The legislation changing the way utilities are regulated drew intense opposition from some senators who said it would drive up costs for millions of residents and businesses. Supporters countered that rates are likely to rise anyway, and the bill would provide predictability by limiting annual average rate increases to 2.85 percent.
The Senate began debating the bill around 7 p.m. Wednesday and worked more than 20 hours straight until taking an hour pause and then picking up with the filibuster again around 4:15 p.m. Thursday.
After continued delay on the Senate floor, lawmakers broke again to negotiate behind closed doors for several more hours before returning to give initial approval to a compromise bill with a voice vote. Another vote is needed for the measure to move to the House.
While the heart of the bill remained largely intact, opponents stood down after more limits were put on benefits for utilities, including lowering the annual rate cap from 3 percent to 2.85 percent.

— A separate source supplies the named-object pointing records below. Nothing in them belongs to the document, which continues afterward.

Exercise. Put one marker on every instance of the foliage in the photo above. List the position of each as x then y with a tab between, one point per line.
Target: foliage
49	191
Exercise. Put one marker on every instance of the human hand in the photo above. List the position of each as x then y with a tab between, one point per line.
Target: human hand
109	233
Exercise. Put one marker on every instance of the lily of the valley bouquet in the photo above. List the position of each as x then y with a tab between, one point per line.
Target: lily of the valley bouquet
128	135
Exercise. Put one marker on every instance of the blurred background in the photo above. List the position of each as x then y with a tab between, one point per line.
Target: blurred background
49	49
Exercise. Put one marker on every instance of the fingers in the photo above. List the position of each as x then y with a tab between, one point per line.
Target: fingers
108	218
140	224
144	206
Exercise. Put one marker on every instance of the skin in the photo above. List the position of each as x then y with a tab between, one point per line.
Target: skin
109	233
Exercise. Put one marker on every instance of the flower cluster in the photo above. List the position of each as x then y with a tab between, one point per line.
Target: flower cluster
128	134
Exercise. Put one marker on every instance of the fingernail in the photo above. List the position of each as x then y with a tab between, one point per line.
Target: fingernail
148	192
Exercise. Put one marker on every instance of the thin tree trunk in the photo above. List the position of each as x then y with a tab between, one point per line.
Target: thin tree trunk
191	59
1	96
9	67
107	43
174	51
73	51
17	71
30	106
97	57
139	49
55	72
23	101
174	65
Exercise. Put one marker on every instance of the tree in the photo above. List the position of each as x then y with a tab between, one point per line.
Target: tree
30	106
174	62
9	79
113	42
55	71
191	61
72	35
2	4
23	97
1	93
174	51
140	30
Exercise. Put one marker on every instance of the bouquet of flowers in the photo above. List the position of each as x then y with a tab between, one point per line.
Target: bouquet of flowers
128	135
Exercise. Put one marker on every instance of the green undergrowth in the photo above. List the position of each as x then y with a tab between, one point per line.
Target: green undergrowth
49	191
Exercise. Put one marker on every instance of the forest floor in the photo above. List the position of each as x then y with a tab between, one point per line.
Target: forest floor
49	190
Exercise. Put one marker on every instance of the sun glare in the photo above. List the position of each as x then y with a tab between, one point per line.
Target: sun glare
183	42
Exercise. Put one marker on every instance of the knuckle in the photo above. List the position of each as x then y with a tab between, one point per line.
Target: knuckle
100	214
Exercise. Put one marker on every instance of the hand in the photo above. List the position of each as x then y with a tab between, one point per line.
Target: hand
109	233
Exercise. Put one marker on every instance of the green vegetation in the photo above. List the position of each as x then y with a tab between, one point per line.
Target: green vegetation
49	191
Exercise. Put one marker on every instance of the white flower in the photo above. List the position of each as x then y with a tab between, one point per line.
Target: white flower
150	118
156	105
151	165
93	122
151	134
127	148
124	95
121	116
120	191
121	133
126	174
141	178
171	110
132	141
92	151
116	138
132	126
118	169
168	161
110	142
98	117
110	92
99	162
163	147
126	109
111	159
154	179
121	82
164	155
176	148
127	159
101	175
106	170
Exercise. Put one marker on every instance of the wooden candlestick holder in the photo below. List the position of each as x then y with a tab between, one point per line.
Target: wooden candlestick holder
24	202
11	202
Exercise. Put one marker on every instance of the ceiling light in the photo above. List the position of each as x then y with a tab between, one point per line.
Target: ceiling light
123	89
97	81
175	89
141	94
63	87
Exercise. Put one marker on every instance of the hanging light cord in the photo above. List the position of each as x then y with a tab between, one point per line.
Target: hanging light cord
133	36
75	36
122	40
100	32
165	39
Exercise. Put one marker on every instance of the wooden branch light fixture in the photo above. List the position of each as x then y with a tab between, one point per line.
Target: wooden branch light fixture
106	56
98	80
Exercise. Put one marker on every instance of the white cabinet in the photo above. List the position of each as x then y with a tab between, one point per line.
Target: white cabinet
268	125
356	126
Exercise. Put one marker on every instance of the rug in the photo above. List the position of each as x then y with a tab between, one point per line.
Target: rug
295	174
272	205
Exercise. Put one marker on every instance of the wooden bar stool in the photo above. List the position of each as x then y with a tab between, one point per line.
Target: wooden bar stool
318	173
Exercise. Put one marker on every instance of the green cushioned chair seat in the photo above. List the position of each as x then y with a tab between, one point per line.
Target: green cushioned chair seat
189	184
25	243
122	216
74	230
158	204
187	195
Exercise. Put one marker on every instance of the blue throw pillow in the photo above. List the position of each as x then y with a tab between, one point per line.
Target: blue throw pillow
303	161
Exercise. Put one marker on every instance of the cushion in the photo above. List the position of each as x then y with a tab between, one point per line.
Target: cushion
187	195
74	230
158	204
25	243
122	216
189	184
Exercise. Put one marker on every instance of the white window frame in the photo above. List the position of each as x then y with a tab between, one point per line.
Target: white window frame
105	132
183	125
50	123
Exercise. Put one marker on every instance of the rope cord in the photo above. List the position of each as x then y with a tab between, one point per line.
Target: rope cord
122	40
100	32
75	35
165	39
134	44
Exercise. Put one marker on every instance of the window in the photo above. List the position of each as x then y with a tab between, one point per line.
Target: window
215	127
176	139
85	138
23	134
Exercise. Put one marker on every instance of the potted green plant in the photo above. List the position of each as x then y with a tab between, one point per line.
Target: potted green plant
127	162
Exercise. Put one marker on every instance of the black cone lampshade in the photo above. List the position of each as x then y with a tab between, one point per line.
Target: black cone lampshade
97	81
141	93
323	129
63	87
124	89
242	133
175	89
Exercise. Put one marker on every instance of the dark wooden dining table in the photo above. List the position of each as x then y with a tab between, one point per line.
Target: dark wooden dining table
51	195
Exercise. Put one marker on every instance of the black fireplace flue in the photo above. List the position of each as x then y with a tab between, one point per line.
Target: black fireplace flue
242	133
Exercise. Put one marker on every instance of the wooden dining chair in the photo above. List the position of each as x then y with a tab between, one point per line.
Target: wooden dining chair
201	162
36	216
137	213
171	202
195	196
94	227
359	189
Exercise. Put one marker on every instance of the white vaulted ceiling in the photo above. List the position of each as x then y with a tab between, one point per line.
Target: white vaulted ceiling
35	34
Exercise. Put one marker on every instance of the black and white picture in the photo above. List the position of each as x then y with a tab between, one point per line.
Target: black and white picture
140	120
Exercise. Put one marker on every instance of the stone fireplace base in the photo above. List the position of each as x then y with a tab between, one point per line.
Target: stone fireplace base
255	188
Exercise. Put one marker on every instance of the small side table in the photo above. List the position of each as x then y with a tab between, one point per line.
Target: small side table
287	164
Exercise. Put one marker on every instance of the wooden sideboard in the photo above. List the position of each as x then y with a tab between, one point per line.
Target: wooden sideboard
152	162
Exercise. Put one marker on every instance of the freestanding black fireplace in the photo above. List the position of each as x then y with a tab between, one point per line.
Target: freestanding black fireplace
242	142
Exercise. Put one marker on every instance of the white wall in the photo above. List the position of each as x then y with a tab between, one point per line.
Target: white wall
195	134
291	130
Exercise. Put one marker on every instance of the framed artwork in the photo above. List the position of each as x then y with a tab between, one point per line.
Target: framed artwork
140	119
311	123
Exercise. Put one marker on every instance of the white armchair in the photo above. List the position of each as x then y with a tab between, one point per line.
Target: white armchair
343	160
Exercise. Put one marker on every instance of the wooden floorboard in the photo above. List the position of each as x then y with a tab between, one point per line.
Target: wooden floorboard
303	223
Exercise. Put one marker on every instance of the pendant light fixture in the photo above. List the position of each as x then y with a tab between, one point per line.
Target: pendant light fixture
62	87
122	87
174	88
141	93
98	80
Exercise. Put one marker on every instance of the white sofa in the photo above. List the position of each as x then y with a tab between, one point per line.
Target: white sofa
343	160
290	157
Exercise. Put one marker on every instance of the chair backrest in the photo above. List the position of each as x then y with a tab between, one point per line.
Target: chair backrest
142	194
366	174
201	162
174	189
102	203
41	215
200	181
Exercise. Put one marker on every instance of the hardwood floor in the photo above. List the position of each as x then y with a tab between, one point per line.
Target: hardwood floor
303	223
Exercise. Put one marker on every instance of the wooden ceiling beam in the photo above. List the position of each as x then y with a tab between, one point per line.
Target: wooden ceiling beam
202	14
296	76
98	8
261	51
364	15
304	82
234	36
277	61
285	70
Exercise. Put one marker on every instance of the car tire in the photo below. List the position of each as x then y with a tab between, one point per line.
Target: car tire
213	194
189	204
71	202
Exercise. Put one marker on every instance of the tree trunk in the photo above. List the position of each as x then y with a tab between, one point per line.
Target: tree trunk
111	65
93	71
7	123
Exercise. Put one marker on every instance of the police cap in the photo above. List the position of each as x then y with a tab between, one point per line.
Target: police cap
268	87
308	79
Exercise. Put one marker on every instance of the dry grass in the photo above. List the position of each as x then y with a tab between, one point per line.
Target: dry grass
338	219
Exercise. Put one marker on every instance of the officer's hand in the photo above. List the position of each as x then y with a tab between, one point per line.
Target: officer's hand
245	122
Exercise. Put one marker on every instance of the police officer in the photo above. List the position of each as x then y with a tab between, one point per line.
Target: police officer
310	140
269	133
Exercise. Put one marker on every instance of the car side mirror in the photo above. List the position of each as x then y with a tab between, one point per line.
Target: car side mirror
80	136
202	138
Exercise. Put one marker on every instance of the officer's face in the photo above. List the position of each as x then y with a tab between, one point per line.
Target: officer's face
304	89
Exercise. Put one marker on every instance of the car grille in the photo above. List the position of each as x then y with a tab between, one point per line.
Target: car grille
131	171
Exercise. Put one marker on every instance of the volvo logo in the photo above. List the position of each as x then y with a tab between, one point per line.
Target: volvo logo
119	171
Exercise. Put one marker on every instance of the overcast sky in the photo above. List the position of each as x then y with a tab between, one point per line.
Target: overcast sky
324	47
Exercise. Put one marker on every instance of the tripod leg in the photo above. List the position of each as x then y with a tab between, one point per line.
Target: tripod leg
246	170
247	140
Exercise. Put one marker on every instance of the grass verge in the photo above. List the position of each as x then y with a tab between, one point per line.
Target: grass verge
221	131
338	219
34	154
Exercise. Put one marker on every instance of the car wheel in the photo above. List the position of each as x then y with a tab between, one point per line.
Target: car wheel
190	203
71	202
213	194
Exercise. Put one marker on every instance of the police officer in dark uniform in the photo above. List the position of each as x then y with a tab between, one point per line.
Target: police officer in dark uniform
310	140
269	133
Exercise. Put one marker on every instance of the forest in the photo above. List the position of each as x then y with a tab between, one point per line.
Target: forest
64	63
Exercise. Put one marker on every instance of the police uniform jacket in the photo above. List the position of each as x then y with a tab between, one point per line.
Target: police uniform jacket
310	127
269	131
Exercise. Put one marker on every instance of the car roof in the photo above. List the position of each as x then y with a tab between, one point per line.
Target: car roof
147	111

“They can use the mechanism, but it protects the consumers from high rate increases,” said Farmington Republican Sen. Gary Romine, who was among a small group of senators who led the filibuster.

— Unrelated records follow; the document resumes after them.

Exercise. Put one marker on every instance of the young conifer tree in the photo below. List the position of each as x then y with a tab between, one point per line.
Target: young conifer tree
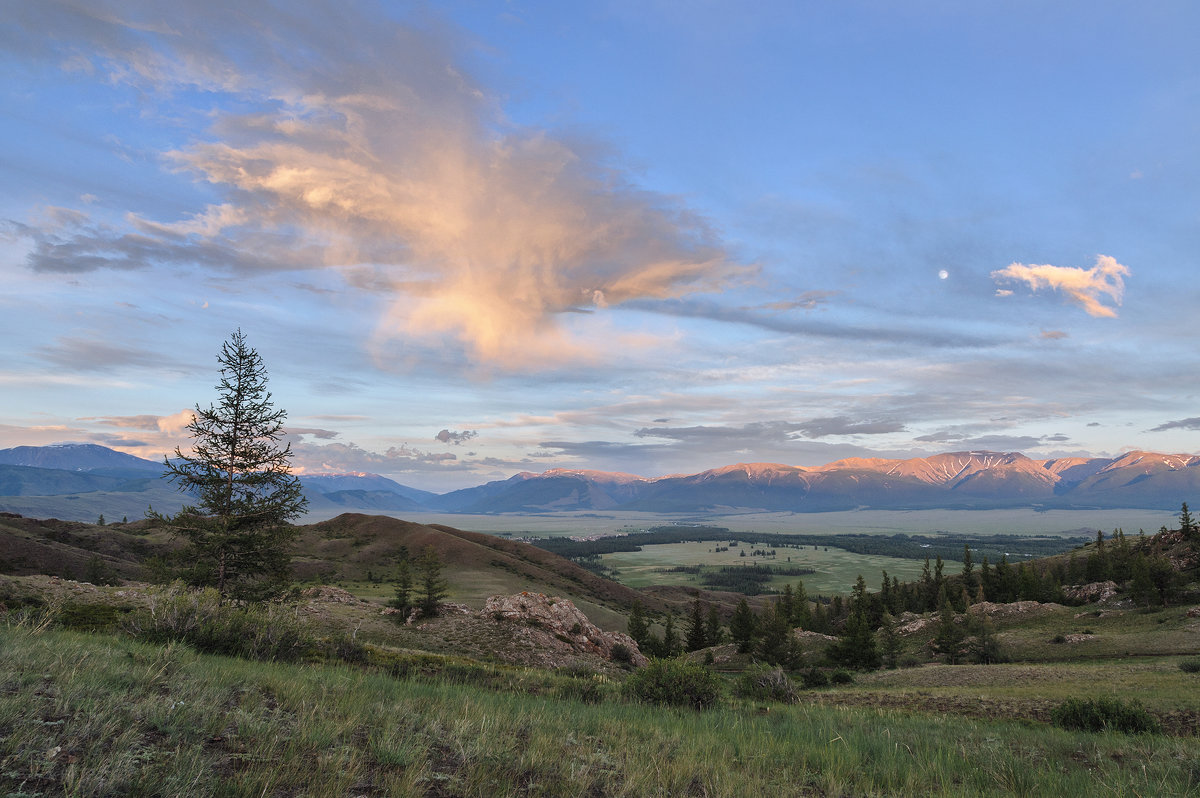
243	481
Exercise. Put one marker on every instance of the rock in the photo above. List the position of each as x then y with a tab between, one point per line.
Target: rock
1091	593
1014	609
814	635
913	624
555	623
330	594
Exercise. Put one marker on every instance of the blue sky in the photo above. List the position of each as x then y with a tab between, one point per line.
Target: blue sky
472	239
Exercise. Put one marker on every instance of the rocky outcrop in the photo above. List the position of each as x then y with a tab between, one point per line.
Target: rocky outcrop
1015	609
557	624
1092	593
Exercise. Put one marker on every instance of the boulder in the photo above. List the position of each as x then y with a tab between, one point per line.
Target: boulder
557	624
1091	593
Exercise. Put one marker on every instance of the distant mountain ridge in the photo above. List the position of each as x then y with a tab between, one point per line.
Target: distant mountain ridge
952	480
964	479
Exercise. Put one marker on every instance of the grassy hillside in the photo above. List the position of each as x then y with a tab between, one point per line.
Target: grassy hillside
451	707
150	720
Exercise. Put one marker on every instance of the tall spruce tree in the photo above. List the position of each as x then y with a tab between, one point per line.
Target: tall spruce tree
241	477
431	587
637	627
696	636
743	627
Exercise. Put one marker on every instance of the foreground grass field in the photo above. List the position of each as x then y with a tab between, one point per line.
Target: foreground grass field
105	715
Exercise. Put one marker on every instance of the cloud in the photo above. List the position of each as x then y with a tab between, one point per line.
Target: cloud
961	438
313	432
359	142
456	438
846	426
93	354
1182	424
347	457
772	432
169	425
1085	287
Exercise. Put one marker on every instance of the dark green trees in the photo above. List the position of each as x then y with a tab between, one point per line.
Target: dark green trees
431	587
403	598
246	495
743	627
637	627
857	647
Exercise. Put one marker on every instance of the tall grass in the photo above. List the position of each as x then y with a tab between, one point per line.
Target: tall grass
96	715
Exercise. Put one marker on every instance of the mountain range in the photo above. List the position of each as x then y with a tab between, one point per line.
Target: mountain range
82	479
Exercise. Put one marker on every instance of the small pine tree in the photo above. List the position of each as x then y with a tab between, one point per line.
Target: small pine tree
637	627
948	636
1187	526
985	648
713	633
889	642
696	639
743	627
802	615
670	646
856	648
432	586
969	576
403	598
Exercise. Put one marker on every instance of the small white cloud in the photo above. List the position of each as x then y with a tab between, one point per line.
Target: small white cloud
1085	287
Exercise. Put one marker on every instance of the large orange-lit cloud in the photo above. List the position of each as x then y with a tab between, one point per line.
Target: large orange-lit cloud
1086	287
366	139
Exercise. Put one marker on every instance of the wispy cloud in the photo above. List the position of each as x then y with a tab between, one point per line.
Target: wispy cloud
456	438
1085	287
1182	424
360	142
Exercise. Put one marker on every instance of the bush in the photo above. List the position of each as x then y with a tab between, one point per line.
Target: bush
762	683
815	678
255	633
1104	714
677	683
841	676
91	617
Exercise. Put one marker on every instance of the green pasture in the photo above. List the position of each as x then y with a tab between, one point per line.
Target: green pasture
1018	521
835	568
95	715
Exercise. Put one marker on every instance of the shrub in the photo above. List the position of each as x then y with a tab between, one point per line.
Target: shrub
583	690
1103	714
622	654
90	617
762	683
255	633
815	678
676	683
841	676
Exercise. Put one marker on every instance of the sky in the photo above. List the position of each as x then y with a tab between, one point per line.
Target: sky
472	239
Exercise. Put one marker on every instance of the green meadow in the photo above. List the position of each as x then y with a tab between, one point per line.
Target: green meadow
100	715
835	569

Missouri Gov. Eric Greitens told reporters earlier Thursday at the Governor’s Mansion that he was reserving judgment on the evolving bill but supports “regulatory reform” and the efforts of the bill’s lead sponsor.
“I think it’s going to lead to more jobs and higher pay,” the Republican governor said.
The bill would change the way the Missouri Public Service Commission regulates investor-owned electric and natural gas corporations such as Ameren Corp., Kansas City Power & Light Co., The Empire District Electric Co. and Spire Inc.
Such companies currently work through lengthy rate cases at the PSC. When utilities make infrastructure improvements between rate cases, the new facilities began depreciating immediately and the full cost of that capital investment is sometimes not fully recovered by utilities in subsequent rate cases, said Warren Wood, Ameren Missouri’s vice president of external affairs and communications.
He said the legislation would encourage infrastructure investment by changing the accounting method for those improvements, although the bill that ultimately advanced was less generous in how much utilities could recover.
“It would benefit our customers with those investments to modernize the grid, and it would allow us to more accurately recover the costs so we could ramp up those investments,” Wood said.
Ameren serves 1.2 million electricity customers and 127,000 natural gas customers in Missouri and is a major force at the Capitol. It’s donated hundreds of thousands of dollars to candidates and political committees over the past few years and registered more than 40 lobbyists for its various subsidiaries.
The PSC approved a 3.5 percent rate increase for Ameren Missouri’s electric operations in March 2017.
“The current system that we have that’s outdated will allow for unpredictable and sometimes uncontrollable rate increases,” said Senate Majority Leader Mike Kehoe, a Republican from Jefferson City. The bill “allows the utilities to perform the maintenance and infrastructure improvements they need to do with a predictable rate for both residences and businesses.”
The bill also includes a provision giving the PSC the authority to more quickly lower rates for consumers to account for corporate tax cuts included in a new federal tax overhaul. Republican Sen. Ed Emery, of Lamar, said that provision could result in savings of $100 million for consumers.